O senhor pode explicar está o caso do Banco do Brasil?
Nós instauramos [um inquérito] em setembro do ano passado. Em novembro, eles fizeram um pedido de desculpas em uma audiência pública na Portela. Nós achamos insuficiente. Abrimos uma consulta pública de dezembro até março. Aí nós mandamos para o banco as 500 propostas com mais de 40 entidades apresentando ações de reparação ao banco. O banco, junto com o Ministério da Igualdade Racial e o Ministério dos Direitos Humanos, está construindo um plano de reparação para responder a essa questão [também em relação ao Banco do Brasil].
A gente ainda acha que precisa avançar e ter concretude. Acho que precisa do envolvimento mais claro do governo federal em relação a isso. Fico feliz que o governo federal, o Ministério da Igualdade Racial, tem se manifestado rapidamente em relação a Portugal, mas eu espero isso em relação à questão do Banco do Brasil e a outras reparações de instituições que a gente vai fazer. Espero que eles também tenham esse compromisso. Porque é dentro daquela linha que o próprio presidente Portugal falou: o pedido de desculpas é importante, mas não é suficiente. Ele é um reconhecimento. Mas esse reconhecimento tem que gerar consequência.

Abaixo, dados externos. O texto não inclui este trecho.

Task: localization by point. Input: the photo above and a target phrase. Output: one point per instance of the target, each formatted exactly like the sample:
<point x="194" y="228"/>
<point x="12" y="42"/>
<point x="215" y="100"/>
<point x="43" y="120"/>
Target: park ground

O governo Lula está se recusando recriar a comissão de mortos e desaparecidos que foi ilegalmente encerrada no governo Bolsonaro. Isso cria um alerta?
Acho que preocupa. Até porque são duas marcas cruéis na nossa história. A escravidão, os impactos do racismo e do autoritarismo da ditadura. Recentemente nós estamos propondo uma discussão em relação ao João Cândido, que é um personagem que faz cruzar esses dois movimentos, como a gente viu ontem pela manifestação da Marinha [contrária à inclusão do marinheiro no Livro de Heróis da Pátria]. Ele sofreu as crueldades numa sociedade ainda muito marcada pela ideologia escravista. Foi expulso da Marinha, mas mais do que isso, foi perseguido a vida inteira e sua memória é perseguida até hoje. O que mostra como esses sistemas se cruzam.
Então, se o presidente Lula e o governo federal não deram a devida importância para a justiça de transição, no campo da ditadura, a gente fica preocupado que isso se coloque também no campo da escravidão. É por isso que a discussão tem que se dar a partir do exemplo. O Brasil tem que dar um exemplo no enfrentamento das nossas feridas coloniais.